# FREE Wheels Giveaway!



## carid (Jul 20, 2011)

Hey guys, a quick update on our Holiday Giveaway: two $100 CARiD Gift Certificates have already found their 
owners. Congratulations Jesus Calderon (2002 Ford Mustang) and Aaron Jans (GMC 2500HD 2007.5)!

There’s 5 certificates left, one of them could be yours... Have you entered the sweepstakes yet?


----------



## Macman (May 4, 2011)

carid said:


> Hey guys, a quick update on our Holiday Giveaway: two $100 CARiD Gift Certificates have already found their
> owners. Congratulations Jesus Calderon (2002 Ford Mustang) and Aaron Jans (GMC 2500HD 2007.5)!
> 
> There’s 5 certificates left, one of them could be yours... Have you entered the sweepstakes yet?


I entered, am I only allowed 1 entry?


----------



## carid (Jul 20, 2011)

Macman said:


> I entered, am I only allowed 1 entry?


Yes! Duplicates are rejected automatically.


----------



## Vampyre Mike (Mar 30, 2011)

I entered, does that put me in for both the wheels and gift cards or is there another form for the wheels? thanks


----------



## Macman (May 4, 2011)

That's kinda what I was asking^^


----------



## carid (Jul 20, 2011)

Vampyre Mike said:


> I entered, does that put me in for both the wheels and gift cards or is there another form for the wheels? thanks


Sure! Your entry is counted in both drawings! 



Macman said:


> That's kinda what I was asking^^


My fault.


----------



## carid (Jul 20, 2011)

Hi folks, 
just a quick reminder that it’s only a couple of days before we raffle off a free set of wheels,
up to $1,000 in value. 
We’ve already got six $100 CARiD gift card winners. Congratulations to Jesus Calderon (2022 Ford Mustang), 
Aaron Jans GMC (2500HD 2007.5), Kimberley Bradshaw (2001 Nissan Sentra), Wesley Eng ( 2011 Nissan Juke), 
Sesa Juliana (’96 Land Rover Discovery), and Thomas Gramlich (2008 Pontiac G6 GXP Coupe).

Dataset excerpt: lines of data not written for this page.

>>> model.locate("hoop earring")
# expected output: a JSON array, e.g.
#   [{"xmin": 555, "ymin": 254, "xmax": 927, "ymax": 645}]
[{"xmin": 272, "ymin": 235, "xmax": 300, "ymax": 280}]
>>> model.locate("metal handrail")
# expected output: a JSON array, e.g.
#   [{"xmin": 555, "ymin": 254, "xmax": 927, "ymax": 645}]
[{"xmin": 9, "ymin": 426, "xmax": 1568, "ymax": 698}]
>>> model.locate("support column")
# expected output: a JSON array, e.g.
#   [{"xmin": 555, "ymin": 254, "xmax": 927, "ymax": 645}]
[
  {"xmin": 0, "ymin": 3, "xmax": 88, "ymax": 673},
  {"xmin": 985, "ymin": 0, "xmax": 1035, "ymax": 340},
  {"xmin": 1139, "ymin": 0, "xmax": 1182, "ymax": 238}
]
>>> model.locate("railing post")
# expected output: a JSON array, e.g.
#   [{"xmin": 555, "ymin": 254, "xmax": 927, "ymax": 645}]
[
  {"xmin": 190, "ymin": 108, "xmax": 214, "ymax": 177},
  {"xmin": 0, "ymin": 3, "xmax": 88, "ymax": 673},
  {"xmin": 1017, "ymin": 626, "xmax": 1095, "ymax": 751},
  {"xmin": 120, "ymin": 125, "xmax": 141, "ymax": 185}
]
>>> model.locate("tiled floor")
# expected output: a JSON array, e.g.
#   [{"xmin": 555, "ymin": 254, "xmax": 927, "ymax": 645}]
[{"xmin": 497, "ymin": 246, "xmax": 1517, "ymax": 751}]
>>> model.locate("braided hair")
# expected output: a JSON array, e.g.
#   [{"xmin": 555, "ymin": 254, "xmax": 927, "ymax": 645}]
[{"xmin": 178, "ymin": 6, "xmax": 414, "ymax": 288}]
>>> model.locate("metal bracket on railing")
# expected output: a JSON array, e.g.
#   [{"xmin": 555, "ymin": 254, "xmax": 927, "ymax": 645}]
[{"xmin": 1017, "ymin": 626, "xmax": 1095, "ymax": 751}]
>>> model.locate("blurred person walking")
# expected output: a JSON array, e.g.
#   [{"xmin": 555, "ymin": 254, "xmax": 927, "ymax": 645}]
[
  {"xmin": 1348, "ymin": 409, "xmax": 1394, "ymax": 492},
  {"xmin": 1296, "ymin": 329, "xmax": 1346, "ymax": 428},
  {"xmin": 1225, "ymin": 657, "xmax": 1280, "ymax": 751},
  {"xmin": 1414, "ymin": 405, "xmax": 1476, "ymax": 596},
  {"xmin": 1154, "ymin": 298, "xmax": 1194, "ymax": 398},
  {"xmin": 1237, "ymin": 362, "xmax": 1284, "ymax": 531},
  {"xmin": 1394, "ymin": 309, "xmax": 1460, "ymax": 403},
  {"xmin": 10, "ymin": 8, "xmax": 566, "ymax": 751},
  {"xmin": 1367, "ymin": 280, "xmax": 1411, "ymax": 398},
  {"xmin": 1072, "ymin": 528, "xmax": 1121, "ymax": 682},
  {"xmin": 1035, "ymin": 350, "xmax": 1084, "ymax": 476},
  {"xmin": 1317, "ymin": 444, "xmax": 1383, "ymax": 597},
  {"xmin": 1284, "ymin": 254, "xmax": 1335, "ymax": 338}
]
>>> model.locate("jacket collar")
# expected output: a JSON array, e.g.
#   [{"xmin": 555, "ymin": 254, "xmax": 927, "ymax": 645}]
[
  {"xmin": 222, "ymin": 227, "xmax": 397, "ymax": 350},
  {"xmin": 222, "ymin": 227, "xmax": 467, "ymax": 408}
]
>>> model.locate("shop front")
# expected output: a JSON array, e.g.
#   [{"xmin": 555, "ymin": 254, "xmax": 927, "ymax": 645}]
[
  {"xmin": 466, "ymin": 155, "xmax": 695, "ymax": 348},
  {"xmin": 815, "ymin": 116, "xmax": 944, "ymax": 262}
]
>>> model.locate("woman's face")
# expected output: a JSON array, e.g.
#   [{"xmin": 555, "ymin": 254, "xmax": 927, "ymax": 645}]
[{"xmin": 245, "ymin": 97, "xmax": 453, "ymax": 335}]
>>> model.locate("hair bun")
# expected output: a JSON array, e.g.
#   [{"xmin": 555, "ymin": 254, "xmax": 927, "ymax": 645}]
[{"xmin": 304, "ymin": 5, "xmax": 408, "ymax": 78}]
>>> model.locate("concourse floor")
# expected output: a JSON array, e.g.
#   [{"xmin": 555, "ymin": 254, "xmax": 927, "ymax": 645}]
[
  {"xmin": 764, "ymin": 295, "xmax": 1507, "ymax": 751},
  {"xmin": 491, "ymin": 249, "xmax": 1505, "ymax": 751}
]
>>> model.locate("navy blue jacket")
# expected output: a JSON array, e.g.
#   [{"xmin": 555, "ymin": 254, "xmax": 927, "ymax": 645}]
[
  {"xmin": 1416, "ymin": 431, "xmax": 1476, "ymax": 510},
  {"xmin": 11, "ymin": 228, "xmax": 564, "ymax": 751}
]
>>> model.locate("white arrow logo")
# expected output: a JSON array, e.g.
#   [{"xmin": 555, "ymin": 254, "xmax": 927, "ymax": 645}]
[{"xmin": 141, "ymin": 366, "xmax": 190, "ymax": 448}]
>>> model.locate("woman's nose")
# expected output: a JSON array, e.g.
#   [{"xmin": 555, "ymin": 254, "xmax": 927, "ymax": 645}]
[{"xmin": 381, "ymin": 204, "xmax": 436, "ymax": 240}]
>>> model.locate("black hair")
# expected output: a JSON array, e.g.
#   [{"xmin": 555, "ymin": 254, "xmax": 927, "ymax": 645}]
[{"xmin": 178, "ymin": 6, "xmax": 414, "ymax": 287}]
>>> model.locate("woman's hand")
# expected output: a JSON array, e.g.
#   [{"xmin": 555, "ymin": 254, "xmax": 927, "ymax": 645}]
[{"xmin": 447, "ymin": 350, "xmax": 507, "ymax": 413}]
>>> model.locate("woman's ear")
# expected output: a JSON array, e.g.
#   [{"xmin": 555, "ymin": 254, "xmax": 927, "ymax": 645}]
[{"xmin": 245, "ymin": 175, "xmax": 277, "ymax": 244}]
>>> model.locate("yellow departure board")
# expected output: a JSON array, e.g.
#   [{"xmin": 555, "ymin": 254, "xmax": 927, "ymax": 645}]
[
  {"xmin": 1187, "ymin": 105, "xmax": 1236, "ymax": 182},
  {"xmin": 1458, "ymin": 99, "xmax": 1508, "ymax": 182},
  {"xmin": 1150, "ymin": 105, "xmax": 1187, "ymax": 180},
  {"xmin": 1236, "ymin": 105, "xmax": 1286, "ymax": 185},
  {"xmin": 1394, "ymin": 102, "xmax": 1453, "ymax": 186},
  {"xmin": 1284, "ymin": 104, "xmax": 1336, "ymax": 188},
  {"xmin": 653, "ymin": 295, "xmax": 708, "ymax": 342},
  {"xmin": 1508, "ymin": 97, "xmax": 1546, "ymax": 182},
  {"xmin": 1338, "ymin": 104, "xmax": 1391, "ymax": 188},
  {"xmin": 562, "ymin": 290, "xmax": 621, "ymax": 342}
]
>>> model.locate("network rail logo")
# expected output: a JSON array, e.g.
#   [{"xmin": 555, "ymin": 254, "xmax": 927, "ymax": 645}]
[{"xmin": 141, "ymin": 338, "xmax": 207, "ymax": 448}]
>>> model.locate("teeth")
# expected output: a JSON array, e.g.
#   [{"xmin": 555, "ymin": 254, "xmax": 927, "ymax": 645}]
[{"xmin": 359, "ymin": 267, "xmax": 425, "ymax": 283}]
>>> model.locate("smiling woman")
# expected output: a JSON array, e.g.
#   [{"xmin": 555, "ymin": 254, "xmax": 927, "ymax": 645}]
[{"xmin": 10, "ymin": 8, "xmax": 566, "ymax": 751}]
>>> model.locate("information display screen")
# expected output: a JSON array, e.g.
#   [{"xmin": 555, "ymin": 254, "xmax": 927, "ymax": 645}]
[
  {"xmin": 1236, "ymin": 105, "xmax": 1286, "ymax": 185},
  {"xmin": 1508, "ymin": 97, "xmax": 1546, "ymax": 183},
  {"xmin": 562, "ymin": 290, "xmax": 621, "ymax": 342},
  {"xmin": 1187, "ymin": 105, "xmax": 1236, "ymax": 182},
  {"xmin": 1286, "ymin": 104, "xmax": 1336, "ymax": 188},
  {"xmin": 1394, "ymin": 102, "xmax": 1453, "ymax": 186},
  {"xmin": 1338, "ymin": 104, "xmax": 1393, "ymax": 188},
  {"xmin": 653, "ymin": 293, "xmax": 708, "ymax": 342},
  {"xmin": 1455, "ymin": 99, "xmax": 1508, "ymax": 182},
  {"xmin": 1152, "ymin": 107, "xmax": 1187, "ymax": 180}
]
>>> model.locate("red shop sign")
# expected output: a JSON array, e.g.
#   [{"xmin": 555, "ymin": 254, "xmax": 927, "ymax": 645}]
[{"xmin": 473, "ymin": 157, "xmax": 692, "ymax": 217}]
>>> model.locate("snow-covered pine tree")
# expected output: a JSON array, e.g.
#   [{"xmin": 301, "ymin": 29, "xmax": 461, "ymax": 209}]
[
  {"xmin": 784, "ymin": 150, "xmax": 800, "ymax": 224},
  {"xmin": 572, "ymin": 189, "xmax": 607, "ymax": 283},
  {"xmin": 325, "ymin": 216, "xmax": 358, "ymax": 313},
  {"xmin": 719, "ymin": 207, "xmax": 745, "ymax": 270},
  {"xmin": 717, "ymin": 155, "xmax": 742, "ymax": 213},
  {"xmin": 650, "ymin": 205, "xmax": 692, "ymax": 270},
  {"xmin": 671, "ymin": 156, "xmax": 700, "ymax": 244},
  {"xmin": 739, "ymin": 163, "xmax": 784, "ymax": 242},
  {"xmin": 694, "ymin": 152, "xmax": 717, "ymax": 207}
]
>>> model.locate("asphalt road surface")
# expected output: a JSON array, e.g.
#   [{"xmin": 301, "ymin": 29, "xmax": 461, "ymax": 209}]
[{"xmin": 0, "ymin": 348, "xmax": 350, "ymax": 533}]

There’s one more Gift Certificate for auto parts left, so don’t miss it! 
Enter for your chance to win now! => => => CARiD Holiday Giveaway
Stay tuned by  joining us on Facebook
 and following @carid_com on Twitter!


----------



## CruzeNStyle (Dec 24, 2011)

Just signed up! Thanks for this awesome opportunity carid!


----------



## Cruz3r (Jul 13, 2011)

carid said:


> (2022 Ford Mustang),


WHAT?!?! 2022 mustang? i wanna meet that guy haha...


----------



## Mick (Dec 31, 2011)

Wheels are awesome but way out of price range. This would come in handy.


----------



## Smurfenstein (Nov 16, 2011)

But carID.com doesn't offer the wheels I want!!

Lame...


----------



## boats4life (May 28, 2011)

That's why I'm probably going with Tire Rack for the Enkei EV5s.


----------



## Smurfenstein (Nov 16, 2011)

boats4life said:


> That's why I'm probably going with Tire Rack for the Enkei EV5s.


I bet you simply get a 1k gift reciept. I doubt you have to pick your wheels immediately, in which case I could wait.


----------



## Mick (Dec 31, 2011)

Smurfenstein said:


> But carID.com doesn't offer the wheels I want!!
> 
> Lame...


Cool so if you win, you can give me the credit then. kthxbai


----------



## Mick (Dec 31, 2011)

Whats the status of my free wheels?


----------



## carid (Jul 20, 2011)

The contest is officially over and here’s a quick report FYI. One more lucky guy has joined the list of $100 CARiD Gift Certificate Winners - congratulations to Corey Morgenstern and his 2010 Dodge Challenger, which might get some new auto parts very soon. 

If you’re one of the winners and have already used your gift certificate, share the pictures of your new parts in this thread! 

OK, we bet you’re curious to know who has won the Grand Prize, a free set of wheels from carid.com. The luckiest person in the contest is Aquaria Miller. She was extremely happy to win the new rims for her 2000 Audi S4 and have chosen to go with  TSW Nardo wheels  shown below. 



The wheels have already been shipped to Aquaria and we’re looking forward to getting a photo report from her once the new wheels are installed. 

Even though there can only be one winner in a contest, we really wanted everyone benefit our Holiday Giveaway. That's why we have sent out each participant whose name was not on the winning ticket a $100 discount on custom wheels as a small consolation prize. So check your inbox and enjoy the discount!

Thanks everyone for participating and remember to  join us on Facebook  and  add CARiD on Google+ because we have many more cool prizes to give away in the near future!


----------



## boats4life (May 28, 2011)

Congrats to Aquaria, but I have a question. For te Cruze and Sonic owners, you have an abundanec of whels listed on the site that I know won't fit. If we were to order, would they be custom drilled or would you provide a PCD adapter?


----------